Jika telah ditemukan minimal satu alat bukti, KPPU dapat meningkatkan status penegakan hukum kepada proses penyelidikan. Keseluruhan proses ini tentunya akan sangat dipengaruhi oleh keterangan dan alat bukti yang diperoleh serta kerja sama yang ditunjukkan oleh para pihak. Untuk itu, KPPU menghimbau agar para pihak patuh pada proses penegakan hukum yang berjalan.

Sebelumnya, pemerintah melalui Kementerian Perdagangan (Kemendag) menerapkan kebijakan Domestic Market Obligation (DMO) dan Domestic Price Obligation (DPO) untuk terus menjaga dan memenuhi ketersediaan minyak goreng dengan harga terjangkau. Kebijakan yang diterapkan mulai 27 Januari 2022 ini diberlakukan dengan mempertimbangkan hasil evaluasi pelaksanaan kebijakan minyak goreng satu harga yang telah berlangsung selama satu minggu terakhir.

“Mekanisme kebijakan DMO atau kewajiban pasokan ke dalam negeri berlaku wajib untuk seluruh produsen minyak goreng yang akan melakukan ekspor. Nantinya, seluruh eksportir yang akan mengekspor wajib memasok minyak goreng ke dalam negeri sebesar 20 persen dari volume ekspor mereka masing–masing,” ujar Menteri Perdagangan (Mendag) Muhammad Lutfi dikutip dari laman Setkab, (28/01).

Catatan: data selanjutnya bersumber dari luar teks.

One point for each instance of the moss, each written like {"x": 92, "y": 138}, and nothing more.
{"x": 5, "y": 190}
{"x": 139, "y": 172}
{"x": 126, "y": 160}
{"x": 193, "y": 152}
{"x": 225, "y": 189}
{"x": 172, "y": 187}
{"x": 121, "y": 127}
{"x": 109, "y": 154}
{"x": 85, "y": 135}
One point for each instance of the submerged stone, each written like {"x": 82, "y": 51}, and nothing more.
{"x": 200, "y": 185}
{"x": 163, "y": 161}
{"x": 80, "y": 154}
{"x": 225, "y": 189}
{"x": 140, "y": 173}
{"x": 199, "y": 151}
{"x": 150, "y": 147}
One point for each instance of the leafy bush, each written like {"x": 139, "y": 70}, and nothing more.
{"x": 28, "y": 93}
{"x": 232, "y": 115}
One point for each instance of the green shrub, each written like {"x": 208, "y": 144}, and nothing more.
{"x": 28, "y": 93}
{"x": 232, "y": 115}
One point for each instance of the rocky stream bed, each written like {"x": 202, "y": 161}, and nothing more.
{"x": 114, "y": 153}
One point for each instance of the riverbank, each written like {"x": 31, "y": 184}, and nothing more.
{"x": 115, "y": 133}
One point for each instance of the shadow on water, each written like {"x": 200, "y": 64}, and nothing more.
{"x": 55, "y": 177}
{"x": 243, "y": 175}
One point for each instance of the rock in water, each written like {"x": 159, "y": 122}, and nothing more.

Lutfi menjelaskan, kebutuhan minyak goreng nasional pada 2022 adalah sebesar 5,7 juta kilo liter. Kebutuhan rumah tangga diperkirakan sebesar 3,9 juta kilo liter, yang terdiri dari 1,2 juta kilo liter kemasan premium, 231 ribu kilo liter kemasan sederhana, dan 2,4 juta kilo liter curah. Sedangkan, untuk kebutuhan industri adalah sebesar 1,8 juta kilo liter.

“Seiring dengan penerapan kebijakan DMO, kami juga akan menerapkan kebijakan DPO yang kami tetapkan sebesar Rp9.300 per kilogram untuk CPO dan Rp10.300 per liter untuk olein,” ujarnya.

Dengan kebijakan DMO dan DPO tersebut, lanjut Mendag, di dalam negeri juga akan diberlakukan penetapan Harga Eceran Tertinggi (HET) untuk minyak goreng dengan rincian, minyak goreng curah sebesar Rp11.500 per liter, minyak goreng kemasan sederhana sebesar Rp13.500 per liter, dan minyak goreng kemasan premium sebesar Rp14.000 per liter. Kebijakan HET ini akan mulai berlaku pada 1 Februari 2022.

Lutfi juga menyampaikan, selama masa transisi yang berlangsung hingga 1 Februari 2022, kebijakan minyak goreng satu harga sebesar Rp14.000 per liter tetap berlaku, dan menginstruksikan kepada para produsen untuk mempercepat penyaluran minyak goreng serta memastikan tidak terjadi kekosongan di tingkat pedagang dan pengecer, baik di pasar tradisional maupun ritel modern.

“Hal tersebut dengan mempertimbangkan memberikan waktu untuk penyesuaian serta manajemen stok minyak goreng di tingkat pedagang hingga pengecer,” jelasnya.